Il presidente della Camera ha poi puntato il dito contro gli imprenditori che non mettono in regola i lavoratori stagionali. «Esistono mezzi come la legge Biagi – ha spiegato Fini – che consentono alle imprese agricole di regolarizzare gli stagionali. Se queste non lo fanno allora non meritano alcun tipo di solidarietà».

Eppure, nonostante la manifestazione di Rosarno, i numeri indicano un rapporto difficile tra calabresi ed immigrati. In un sondaggio realizzato dalla società Demoskopica ben prima delle tensioni scoppiate il 7 gennaio dopo che alcune persone non ancora identificate hanno fatto fuoco contro alcuni extracomunitari nel Paese, il 61% dei calabresi si è detto preoccupato per il dilagare incontrollato degli extracomunitari nelle città.

Tuttavia, per il 58,5% degli intervistati, l’immigrazione permette il confronto fra culture diverse. Quasi il 23%, poi, si sente realmente minacciato, principalmente da lavavetri e venditori ambulanti. L’affermazione negativa, che trova l’assenso più alto fra i calabresi intervistati (61,5%) è che «gli immigrati stanno invadendo le città; prima li controllavano perché erano pochi, ma ora arrivano in migliaia».

Un dato ancora più evidente, sottolinea Demoskopika, se riferito alla popolazione maggiorenne residente in Calabria: oltre un milione di cittadini percepisce un dilagare incontrollato degli immigrati nelle aree urbane. La frase con il secondo più alto assenso (58,5%) è a polarità positiva e sottolinea l’aspetto di arricchimento culturale che può provenire dall’incontro con la diversità perché permette il confronto tra culture diverse.

Ma più di un calabrese su due – il 53.6% – vede un nesso tra l’aumento degli immigrati e quello della criminalità.
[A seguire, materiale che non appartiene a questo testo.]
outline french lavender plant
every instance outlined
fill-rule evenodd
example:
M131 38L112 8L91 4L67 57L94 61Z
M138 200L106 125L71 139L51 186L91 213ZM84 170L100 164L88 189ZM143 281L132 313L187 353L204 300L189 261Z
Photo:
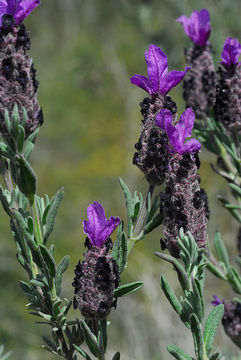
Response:
M194 11L190 18L182 15L177 21L193 42L193 46L185 52L191 69L183 82L183 97L187 107L195 111L196 117L203 119L214 105L216 93L215 68L208 41L211 33L209 12L206 9Z
M204 9L205 10L205 9ZM204 11L202 10L202 11ZM205 10L207 14L207 10ZM197 13L197 12L194 12ZM201 13L201 12L200 12ZM186 19L182 16L180 19ZM204 18L203 18L204 19ZM208 19L208 20L207 20ZM198 28L199 20L194 18L194 28ZM207 18L209 22L209 17ZM187 24L187 23L186 23ZM222 205L229 211L231 216L241 223L241 204L240 204L240 63L238 61L241 53L241 45L236 38L227 38L224 42L221 54L221 66L216 71L216 95L213 102L213 109L207 113L205 125L195 124L195 134L199 141L212 153L217 156L216 166L212 165L213 170L222 176L229 185L231 194L235 199L230 203L223 196L218 196ZM190 72L189 72L190 73ZM200 89L200 98L206 96L204 89ZM190 88L191 97L196 96L195 89ZM184 100L188 99L184 96ZM198 110L194 107L198 116ZM231 239L229 239L230 241ZM239 235L234 236L233 241L237 242L239 249ZM240 272L230 261L230 256L222 240L221 234L217 232L214 238L214 247L217 257L212 254L210 247L206 248L206 261L208 269L219 279L226 281L232 287L232 290L241 294L241 276ZM240 264L240 258L237 257L237 263ZM215 295L214 305L224 304L224 316L222 323L226 334L230 339L241 348L241 318L240 318L240 297L235 297L233 301L224 300L222 303Z
M238 125L227 128L225 120L218 119L224 114L233 119L239 108L240 44L236 39L226 40L217 98L208 43L210 19L207 10L194 11L190 19L184 15L178 19L194 42L187 52L191 68L168 72L165 53L156 45L149 46L145 53L148 78L142 75L131 77L131 83L150 96L141 103L142 129L133 159L149 185L147 195L145 199L137 191L132 195L125 182L119 179L126 201L127 227L119 217L107 219L98 201L88 206L88 220L83 221L86 252L75 267L72 283L77 317L70 320L72 301L61 297L63 274L68 269L70 257L64 256L57 265L54 245L49 243L63 189L51 199L47 195L44 198L38 196L37 177L29 162L43 115L37 100L36 70L28 55L29 33L22 21L37 5L38 0L0 1L0 172L5 186L0 186L0 200L10 218L17 259L28 276L27 281L20 281L28 298L27 308L40 318L40 323L51 329L43 337L44 348L67 360L77 360L77 354L86 360L120 359L118 351L114 355L108 353L108 316L111 309L116 308L118 298L143 286L141 281L121 284L122 272L127 268L133 245L163 223L161 247L170 254L155 254L172 264L181 295L180 292L179 296L175 294L163 275L160 285L172 308L192 333L195 358L172 344L167 350L178 360L224 359L219 351L213 351L215 334L222 321L226 334L241 347L241 301L235 298L231 302L221 302L216 296L215 306L205 320L205 268L227 281L237 294L241 293L241 278L230 264L219 233L214 239L217 259L209 250L208 201L204 189L200 188L197 171L200 167L198 153L203 143L219 157L222 164L219 173L226 178L239 203L233 205L225 199L221 201L241 223L238 213L241 210L241 160L238 142L228 136L228 132L238 129ZM167 94L183 79L187 109L178 120L177 105ZM228 97L224 99L223 92L227 87ZM186 141L192 136L195 115L205 118L214 101L215 111L211 113L216 114L217 119L208 118L206 128L203 124L195 126L198 140ZM219 102L222 102L222 114ZM233 122L238 124L238 121L235 117ZM163 187L157 189L159 194L153 197L155 187L162 184ZM112 242L110 236L113 238L115 230L115 241ZM79 313L83 319L78 318ZM3 347L0 356L1 353ZM3 356L6 358L9 353Z

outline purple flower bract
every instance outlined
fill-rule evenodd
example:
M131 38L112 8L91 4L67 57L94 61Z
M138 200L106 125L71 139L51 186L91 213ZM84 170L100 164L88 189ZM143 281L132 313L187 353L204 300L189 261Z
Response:
M119 217L111 216L108 220L105 211L98 201L87 208L88 221L83 221L84 233L93 246L101 247L120 223Z
M193 11L190 18L185 15L177 19L183 25L185 33L199 46L205 46L211 32L210 16L206 9Z
M134 75L130 78L131 83L139 86L151 96L156 94L166 95L184 78L190 69L184 71L173 70L168 73L168 59L164 52L156 45L150 45L145 52L148 78L143 75Z
M187 137L192 136L192 128L194 125L195 114L192 108L186 109L179 122L172 125L172 113L167 109L162 109L156 116L156 125L165 130L172 148L171 152L179 154L194 154L199 151L201 144L196 139L184 141Z
M12 15L15 24L20 24L35 8L40 0L0 0L0 26L2 16Z
M224 301L221 301L217 295L213 295L214 300L211 302L213 306L218 306L220 304L224 304Z
M223 45L223 51L221 54L221 64L225 67L230 67L238 63L238 58L241 54L241 44L238 39L227 38ZM240 64L240 63L239 63Z

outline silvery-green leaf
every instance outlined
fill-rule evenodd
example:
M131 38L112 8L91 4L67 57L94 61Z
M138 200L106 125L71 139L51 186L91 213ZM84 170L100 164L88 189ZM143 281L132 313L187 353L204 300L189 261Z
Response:
M223 314L224 314L224 305L223 304L217 305L212 309L206 320L204 326L203 338L204 338L206 353L208 355L212 351L215 335L222 320Z
M132 283L121 285L115 289L114 297L121 297L136 292L140 290L143 285L144 283L142 281L134 281Z
M179 349L176 345L167 345L167 351L177 360L193 360L191 356L187 355L183 350Z
M98 346L96 336L92 333L92 331L90 330L89 326L86 324L85 321L81 320L81 326L84 333L86 344L88 345L90 352L94 356L96 356L99 360L102 360L103 355Z
M229 269L229 257L226 247L221 238L221 234L217 231L214 237L214 246L218 255L218 259L221 263L224 264L225 270L228 272Z
M44 243L46 243L49 235L53 231L55 219L56 219L57 212L58 212L59 206L61 204L61 201L63 200L63 196L64 196L64 189L61 188L59 191L57 191L57 193L51 199L50 209L49 209L47 217L46 217Z
M91 360L91 357L83 350L81 349L79 346L73 344L74 348L76 351L78 351L78 353L86 360Z
M124 193L125 200L126 200L127 219L128 219L128 237L131 237L132 218L134 216L133 199L132 199L131 192L130 192L128 186L126 185L124 180L122 180L120 177L119 177L119 183L120 183L120 186L122 188L122 191Z
M178 313L178 315L180 315L182 313L182 305L163 275L161 275L160 285L173 309Z

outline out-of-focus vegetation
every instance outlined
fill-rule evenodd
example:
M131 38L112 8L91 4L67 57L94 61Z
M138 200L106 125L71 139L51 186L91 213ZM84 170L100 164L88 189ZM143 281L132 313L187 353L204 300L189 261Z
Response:
M40 194L53 195L60 186L65 187L52 241L59 259L64 254L71 256L64 286L68 297L73 292L74 266L84 251L82 221L87 205L98 200L108 216L123 218L124 200L117 177L123 177L132 190L145 192L147 188L142 174L132 165L141 120L138 104L145 94L130 84L129 77L146 73L144 51L150 43L164 50L170 69L183 69L183 50L190 42L175 19L203 7L211 14L211 43L218 64L225 38L241 40L239 0L42 0L26 20L45 114L32 163ZM181 113L181 85L171 95ZM203 151L201 158L202 185L211 207L210 243L219 228L234 257L237 225L216 200L218 193L227 197L227 185L211 171L210 155ZM6 351L13 350L16 360L52 359L41 350L40 336L49 329L34 324L25 309L27 300L18 285L25 274L16 261L3 210L0 226L0 343ZM171 358L165 349L167 343L186 350L192 344L159 288L161 272L173 278L175 286L171 267L153 256L153 251L159 250L160 237L160 230L156 230L133 249L124 276L143 280L145 286L139 294L121 299L110 317L110 343L113 351L122 353L123 360L166 360ZM207 285L207 304L213 293L229 299L233 296L211 275ZM79 314L73 312L73 316ZM223 329L217 346L227 359L231 354L238 356Z

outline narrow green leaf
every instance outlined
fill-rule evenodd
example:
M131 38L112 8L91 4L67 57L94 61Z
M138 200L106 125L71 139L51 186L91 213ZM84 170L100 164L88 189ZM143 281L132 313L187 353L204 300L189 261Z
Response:
M187 355L183 350L179 349L176 345L167 345L167 351L174 356L177 360L192 360L191 356Z
M116 241L111 253L119 267L120 272L124 270L127 259L127 236L123 231L123 228L124 223L121 221L117 229Z
M7 129L7 132L11 134L11 122L9 118L9 112L7 109L4 110L4 122Z
M0 142L0 155L12 160L15 154L8 145Z
M241 277L232 266L229 268L229 273L227 276L229 281L232 283L235 292L241 294Z
M18 125L17 127L17 142L18 142L18 151L21 153L23 151L25 139L25 130L22 125Z
M115 355L113 356L112 360L120 360L120 353L117 351Z
M21 154L15 156L17 166L16 183L32 204L37 187L37 177L29 162Z
M166 295L167 300L170 302L173 309L178 313L178 315L180 315L182 313L182 305L163 275L161 275L160 285L162 290L164 291L164 294Z
M222 356L220 354L220 352L216 351L215 353L212 354L212 356L209 358L209 360L219 360L220 356Z
M227 280L227 277L222 273L221 270L219 270L215 265L213 265L213 263L211 263L211 261L206 258L207 261L207 268L215 275L217 276L219 279L222 280Z
M68 269L69 263L70 263L70 257L69 255L65 255L63 259L60 261L56 273L63 274Z
M98 346L96 336L92 333L85 321L81 320L81 326L83 329L86 344L88 345L90 352L99 360L103 359L103 355L101 354L100 348Z
M149 234L153 230L155 230L158 226L160 226L163 222L164 215L163 213L159 213L154 216L144 227L144 233Z
M105 353L106 348L107 348L107 341L108 341L108 337L107 337L107 321L106 320L100 320L99 326L100 326L100 341L102 343L104 353Z
M64 196L64 189L61 188L53 197L51 200L50 209L48 211L47 217L46 217L46 228L45 228L45 234L44 234L44 242L46 243L49 235L53 231L55 219L57 216L57 212L59 209L59 206L61 204L61 201L63 200Z
M217 305L212 309L212 311L210 312L210 314L206 320L206 323L204 326L203 338L204 338L206 353L208 355L212 351L214 338L215 338L217 329L220 325L220 322L223 318L223 314L224 314L224 305L223 304Z
M81 349L79 346L77 346L77 345L75 345L75 344L73 344L73 346L74 346L75 350L78 351L78 353L79 353L80 355L82 355L82 357L83 357L84 359L86 359L86 360L91 360L91 357L90 357L83 349Z
M229 183L228 185L229 185L229 186L231 187L231 189L233 189L239 196L241 196L241 188L240 188L238 185L233 184L233 183Z
M53 279L56 275L56 264L54 261L53 256L49 252L46 246L39 245L41 254L43 256L44 262L48 268L49 273L46 274L46 276L50 276L51 279Z
M204 317L204 299L201 284L197 279L193 279L192 286L194 295L193 308L200 323L202 323Z
M197 315L194 313L190 315L189 321L191 325L194 349L197 360L203 360L204 344L201 323L199 322Z
M215 246L219 261L224 264L225 269L228 272L228 269L230 267L228 252L227 252L226 247L221 238L221 234L218 231L216 232L216 234L214 236L214 246Z
M132 199L131 192L130 192L128 186L126 185L124 180L122 180L120 177L119 177L119 183L120 183L120 186L122 188L122 191L124 193L125 200L126 200L127 219L128 219L128 237L130 238L131 237L131 229L132 229L132 218L134 216L133 199Z
M134 293L142 288L144 283L142 281L134 281L132 283L119 286L114 291L114 297L121 297L131 293Z

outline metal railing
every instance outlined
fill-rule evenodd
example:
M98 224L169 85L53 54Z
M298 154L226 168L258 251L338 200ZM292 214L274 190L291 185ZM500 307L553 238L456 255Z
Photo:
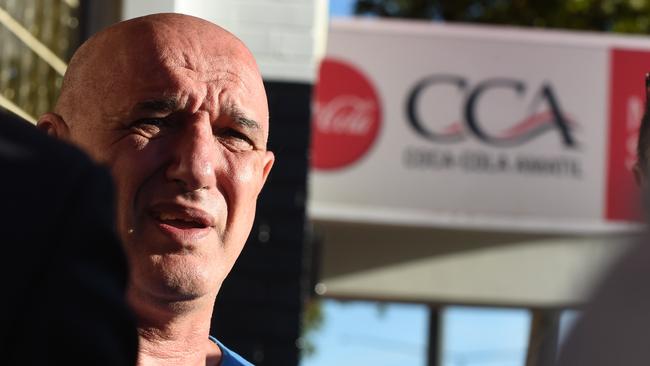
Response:
M51 110L79 40L79 0L0 0L0 107Z

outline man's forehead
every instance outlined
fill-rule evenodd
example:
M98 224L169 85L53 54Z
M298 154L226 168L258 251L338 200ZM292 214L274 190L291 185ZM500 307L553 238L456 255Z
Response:
M204 79L216 69L239 77L249 71L259 77L255 60L236 37L215 24L180 14L156 14L105 29L80 48L69 72L81 70L78 73L87 78L115 80L155 77L170 67L204 74Z
M177 15L145 17L113 26L88 43L82 50L84 63L90 66L83 72L84 84L98 88L99 98L113 100L114 107L130 109L140 103L140 107L170 109L173 98L165 94L179 92L180 83L190 80L241 89L242 103L254 109L263 104L265 112L256 119L260 123L268 119L266 95L252 55L237 38L212 23Z
M197 72L209 71L206 68L215 65L254 66L252 56L237 38L214 24L190 19L188 24L170 22L167 18L121 23L107 30L101 42L93 45L102 55L97 61L121 61L121 67L165 64Z
M142 77L124 80L123 92L109 91L105 100L114 101L113 104L120 105L128 113L203 110L213 118L221 115L247 117L259 121L262 127L266 125L268 106L261 82L259 85L254 81L244 82L223 69L214 72L212 80L180 74L174 70L143 71Z

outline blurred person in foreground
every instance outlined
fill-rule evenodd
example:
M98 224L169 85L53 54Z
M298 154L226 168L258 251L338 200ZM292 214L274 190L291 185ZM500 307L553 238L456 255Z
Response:
M650 213L650 75L634 174ZM647 225L646 225L647 226ZM650 231L607 273L560 353L560 366L650 364Z
M3 365L135 365L110 176L0 110Z
M221 284L273 165L250 51L208 21L155 14L84 43L38 126L110 167L140 365L247 365L209 337Z
M650 364L650 236L607 274L560 352L561 366Z

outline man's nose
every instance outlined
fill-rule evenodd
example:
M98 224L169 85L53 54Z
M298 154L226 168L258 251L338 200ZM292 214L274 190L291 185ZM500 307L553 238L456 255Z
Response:
M167 168L167 179L178 183L187 192L215 187L214 141L209 123L184 126L172 146L174 158Z

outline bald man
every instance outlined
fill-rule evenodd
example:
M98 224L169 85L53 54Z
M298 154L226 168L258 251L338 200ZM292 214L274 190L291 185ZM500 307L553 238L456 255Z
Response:
M112 172L138 364L247 365L208 334L274 161L262 78L242 42L180 14L113 25L73 56L38 126Z

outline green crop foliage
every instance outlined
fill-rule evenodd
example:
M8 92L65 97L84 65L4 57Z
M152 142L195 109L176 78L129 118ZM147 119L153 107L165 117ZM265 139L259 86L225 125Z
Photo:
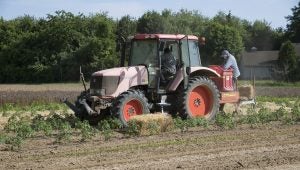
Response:
M112 137L113 131L111 129L111 124L109 120L102 120L98 123L98 128L101 134L104 136L104 140L109 140Z
M81 134L81 141L87 141L95 136L95 129L90 126L87 120L81 122L77 121L75 127L80 130Z
M5 144L9 144L10 150L12 151L19 150L23 142L24 139L18 135L10 136L5 139Z
M60 124L60 129L56 135L56 143L62 143L64 141L69 141L72 134L72 128L69 123L63 122Z
M269 123L269 122L273 121L271 115L272 114L270 113L270 111L268 111L266 108L261 108L258 111L257 116L258 116L259 122L262 124L265 124L265 123Z
M201 117L187 119L186 121L189 127L197 127L197 126L202 126L205 128L208 127L208 121Z
M230 114L217 114L215 124L225 129L233 129L236 127L236 121Z
M174 121L175 127L179 128L182 133L188 131L189 123L187 120L183 120L180 117L178 117L178 118L175 118L173 121Z
M43 116L37 115L32 120L32 128L35 131L42 131L46 136L51 136L53 128L51 123L46 121Z
M131 120L128 122L128 127L126 129L126 134L129 136L138 136L139 135L139 125L136 120Z
M292 108L292 117L296 122L300 121L300 100L297 100Z
M0 133L0 144L5 143L7 135L4 133Z
M108 118L107 121L111 129L120 129L123 127L122 122L118 118Z

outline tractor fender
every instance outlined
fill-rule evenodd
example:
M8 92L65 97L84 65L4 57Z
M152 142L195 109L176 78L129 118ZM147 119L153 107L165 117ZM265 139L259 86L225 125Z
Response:
M193 76L220 77L220 74L208 67L191 67L189 77ZM168 87L168 91L175 91L183 81L183 77L183 68L181 68L177 71L174 81Z
M114 88L106 97L117 97L119 94L127 91L131 87L148 85L148 70L145 66L119 67L101 70L92 74L92 77L101 76L102 80L110 77L119 77L118 83L111 84L108 88ZM106 90L108 91L108 90Z
M191 67L190 76L220 77L221 75L208 67Z

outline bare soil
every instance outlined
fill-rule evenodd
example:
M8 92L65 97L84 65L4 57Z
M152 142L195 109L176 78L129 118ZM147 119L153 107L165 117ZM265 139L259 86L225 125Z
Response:
M46 85L0 85L0 105L18 103L27 105L33 102L60 102L64 98L75 101L83 91L81 84ZM256 87L256 96L298 97L299 87Z
M300 124L251 129L216 127L109 141L27 140L20 151L0 145L0 169L299 169Z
L’affermazione «gli immigrati sono necessari per fare il lavoro che gli italiani non vogliono fare» trova d’accordo il 55,1% del campione, mentre «gli immigrati tolgono lavoro agli italiani» raccoglie un minore consenso: il 33,9% è d’accordo a fronte di un 66,1% in totale disaccordo.

Lavavetri e “vù cumprà”, secondo l’indagine Demoskopika, restano i principali accusati. Comportamenti di minaccia o aggressione messi in atto da immigrati sono stati vissuti da oltre 2 calabresi su 10. Il senso di minaccia è distribuito quasi equamente fra maschi e femmine. Circa le situazioni spiacevoli, in testa si colloca il comportamento insistente dagli ambulanti o lavavetri (68%). A seguire (28%) chi ha detto di aver subito furti di oggetti personali o veicoli; il 16% di aver ricevuto aggressioni o minacce ed il 9,3% rapine in casa.

Il campione esprime una maggioranza chiara sulle regole della convivenza:il 55,7% degli intervistati, alla domanda su cosa dovrebbero fare gli uffici pubblici e i luoghi di lavoro per permettere agli stranieri di mantenere i propri usi e costumi, ha risposto che devono essere gli immigrati ad adeguarsi completamente. Quasi nessuno (il 4,2%), ha risposto che dovrebbero essere gli uffici ad adeguarsi.